The Prince George Citizen

Vancouver animators lose work over Louis C.K. harassment

- Maija KAPPLER

Dozens of employees for a Vancouver-based animation studio lost a big gig recently after a new Louis C.K. TV series was shelved because of his admissions of sexual misconduct.

Vancouver’s Bardel Entertainm­ent was in charge of animation for The Cops, a new TBS cartoon produced by and starring Louis C.K. and Albert Brooks. Fifty-three animators at the studio were put out of work when the show was cancelled after the comedian admitted to masturbati­ng in front of, or on the phone with, five women he worked with at various points in the career.

Kelani Lim, a production manager who oversaw animation on the show, says the news came as a blow.
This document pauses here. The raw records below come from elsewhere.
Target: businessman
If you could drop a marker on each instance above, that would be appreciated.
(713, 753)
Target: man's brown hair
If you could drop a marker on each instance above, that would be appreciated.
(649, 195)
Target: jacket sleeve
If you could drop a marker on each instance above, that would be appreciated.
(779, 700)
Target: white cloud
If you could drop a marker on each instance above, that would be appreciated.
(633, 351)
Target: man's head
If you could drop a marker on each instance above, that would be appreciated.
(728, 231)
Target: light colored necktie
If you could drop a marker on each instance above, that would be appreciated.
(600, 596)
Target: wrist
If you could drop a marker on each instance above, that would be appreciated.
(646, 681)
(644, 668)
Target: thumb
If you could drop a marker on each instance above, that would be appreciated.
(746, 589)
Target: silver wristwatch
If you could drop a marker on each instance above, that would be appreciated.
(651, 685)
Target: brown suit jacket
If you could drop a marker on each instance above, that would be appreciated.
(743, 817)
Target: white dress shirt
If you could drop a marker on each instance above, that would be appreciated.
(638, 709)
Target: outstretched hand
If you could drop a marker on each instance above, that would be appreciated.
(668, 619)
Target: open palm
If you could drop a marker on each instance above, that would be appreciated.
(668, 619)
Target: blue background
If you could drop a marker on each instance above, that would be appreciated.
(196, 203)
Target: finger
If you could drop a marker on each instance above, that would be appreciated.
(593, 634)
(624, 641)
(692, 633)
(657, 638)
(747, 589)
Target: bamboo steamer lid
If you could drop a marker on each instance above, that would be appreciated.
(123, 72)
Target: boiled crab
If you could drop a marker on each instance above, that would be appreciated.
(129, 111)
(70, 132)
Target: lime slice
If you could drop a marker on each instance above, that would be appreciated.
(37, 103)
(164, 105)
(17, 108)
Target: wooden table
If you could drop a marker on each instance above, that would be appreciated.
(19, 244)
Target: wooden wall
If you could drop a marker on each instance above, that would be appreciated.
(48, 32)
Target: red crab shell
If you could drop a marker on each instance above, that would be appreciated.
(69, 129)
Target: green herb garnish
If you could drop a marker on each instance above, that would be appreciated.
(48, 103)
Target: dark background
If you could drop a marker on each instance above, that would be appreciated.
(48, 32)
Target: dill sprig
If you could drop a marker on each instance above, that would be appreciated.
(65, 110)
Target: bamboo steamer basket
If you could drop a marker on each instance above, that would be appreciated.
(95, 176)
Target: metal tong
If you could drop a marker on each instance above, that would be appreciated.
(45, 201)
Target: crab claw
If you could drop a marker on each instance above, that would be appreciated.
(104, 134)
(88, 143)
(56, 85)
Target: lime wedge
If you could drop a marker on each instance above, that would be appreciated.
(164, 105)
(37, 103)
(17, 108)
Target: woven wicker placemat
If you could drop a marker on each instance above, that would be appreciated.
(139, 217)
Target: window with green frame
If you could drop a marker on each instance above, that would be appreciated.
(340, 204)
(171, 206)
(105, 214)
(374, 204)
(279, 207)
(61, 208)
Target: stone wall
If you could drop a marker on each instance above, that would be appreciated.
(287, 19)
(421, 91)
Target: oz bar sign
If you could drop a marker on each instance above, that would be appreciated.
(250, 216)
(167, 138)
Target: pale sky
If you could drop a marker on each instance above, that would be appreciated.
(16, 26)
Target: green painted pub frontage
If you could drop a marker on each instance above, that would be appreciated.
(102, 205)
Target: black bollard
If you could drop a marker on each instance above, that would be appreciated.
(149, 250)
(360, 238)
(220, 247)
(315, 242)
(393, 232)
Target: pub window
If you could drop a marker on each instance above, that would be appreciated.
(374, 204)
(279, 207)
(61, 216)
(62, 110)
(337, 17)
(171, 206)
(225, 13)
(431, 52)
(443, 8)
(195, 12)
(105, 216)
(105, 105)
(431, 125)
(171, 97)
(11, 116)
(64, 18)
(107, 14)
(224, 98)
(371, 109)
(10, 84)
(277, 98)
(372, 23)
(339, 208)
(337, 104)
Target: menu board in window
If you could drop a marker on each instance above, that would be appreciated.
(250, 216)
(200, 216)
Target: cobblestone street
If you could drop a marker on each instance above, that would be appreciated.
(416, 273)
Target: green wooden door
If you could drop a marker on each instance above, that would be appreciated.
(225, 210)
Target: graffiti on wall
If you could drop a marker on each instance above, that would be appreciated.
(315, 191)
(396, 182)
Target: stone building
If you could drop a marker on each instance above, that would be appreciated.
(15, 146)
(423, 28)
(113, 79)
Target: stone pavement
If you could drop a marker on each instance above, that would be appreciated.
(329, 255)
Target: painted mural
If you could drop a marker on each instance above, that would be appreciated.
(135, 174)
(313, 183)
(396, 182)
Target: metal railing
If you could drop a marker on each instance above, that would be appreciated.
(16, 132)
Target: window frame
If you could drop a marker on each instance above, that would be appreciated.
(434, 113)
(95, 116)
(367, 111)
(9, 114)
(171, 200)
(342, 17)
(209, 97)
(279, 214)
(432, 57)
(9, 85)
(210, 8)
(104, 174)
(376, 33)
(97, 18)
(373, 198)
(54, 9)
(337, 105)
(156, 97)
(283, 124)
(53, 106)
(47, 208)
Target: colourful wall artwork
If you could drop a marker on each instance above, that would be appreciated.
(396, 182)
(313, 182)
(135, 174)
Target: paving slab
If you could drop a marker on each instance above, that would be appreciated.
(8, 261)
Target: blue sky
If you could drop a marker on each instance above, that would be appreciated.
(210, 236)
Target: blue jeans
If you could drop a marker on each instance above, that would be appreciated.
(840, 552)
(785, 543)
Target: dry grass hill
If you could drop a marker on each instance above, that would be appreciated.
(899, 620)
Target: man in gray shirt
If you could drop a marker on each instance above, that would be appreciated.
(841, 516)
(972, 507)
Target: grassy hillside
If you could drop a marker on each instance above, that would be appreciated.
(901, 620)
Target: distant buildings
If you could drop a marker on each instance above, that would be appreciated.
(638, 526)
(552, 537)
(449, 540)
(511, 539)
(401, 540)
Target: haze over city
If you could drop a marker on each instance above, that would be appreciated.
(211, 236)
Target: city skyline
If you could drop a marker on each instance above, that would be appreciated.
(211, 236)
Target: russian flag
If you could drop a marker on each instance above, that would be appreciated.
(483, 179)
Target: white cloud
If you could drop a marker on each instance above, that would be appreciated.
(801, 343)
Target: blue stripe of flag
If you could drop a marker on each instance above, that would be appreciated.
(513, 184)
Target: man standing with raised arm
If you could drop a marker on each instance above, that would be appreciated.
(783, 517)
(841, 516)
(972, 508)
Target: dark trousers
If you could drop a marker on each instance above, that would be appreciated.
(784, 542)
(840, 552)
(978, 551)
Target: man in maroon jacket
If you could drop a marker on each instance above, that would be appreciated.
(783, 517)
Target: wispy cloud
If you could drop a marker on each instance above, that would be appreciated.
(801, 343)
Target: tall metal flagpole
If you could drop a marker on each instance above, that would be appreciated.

Many people had signed on to the project because they were fans of Louis C.K.

“I was shocked, since I hadn’t expected him to ever be accused of such things,” she said in an email. “It was really difficult to digest, and I felt awful for the women coming forward.”

Lim says she was lucky that she was able to find another project to work on about a week after production of The Cops was indefinite­ly halted.

About half of the Bardel employees who lost their jobs were placed on another show that was starting at that time, says Tina Chow, the company’s head of developmen­t. She says finding positions for the others has been relatively easy because there’s so much demand for skilled animators.

“It’s a very busy industry in Vancouver,” Chow says. “We were lucky.”

That wasn’t the case at Starburns Industries, the L.A. studio making The Cops, which hired Bardel to take over animation.

In July, when Francis Giglio started working at Starburns as art director for The Cops, he was thrilled. He had mostly worked on animated shows for children before, and was looking forward to a primetime project. Giglio and the team of about 40 people he supervised at had completed storyboard­s for the show’s first five or six episodes when they heard the news in early November.

The day the allegation­s broke, Giglio says the atmosphere in the studio was one of shock and confusion. He remembers his employees coming into his office, asking: “What does this mean? Is the show over with? What do we do?”

Even at that point, he remembers people saying they didn’t want to work on a show starring Louis C.K. if he really did the things he was accused of.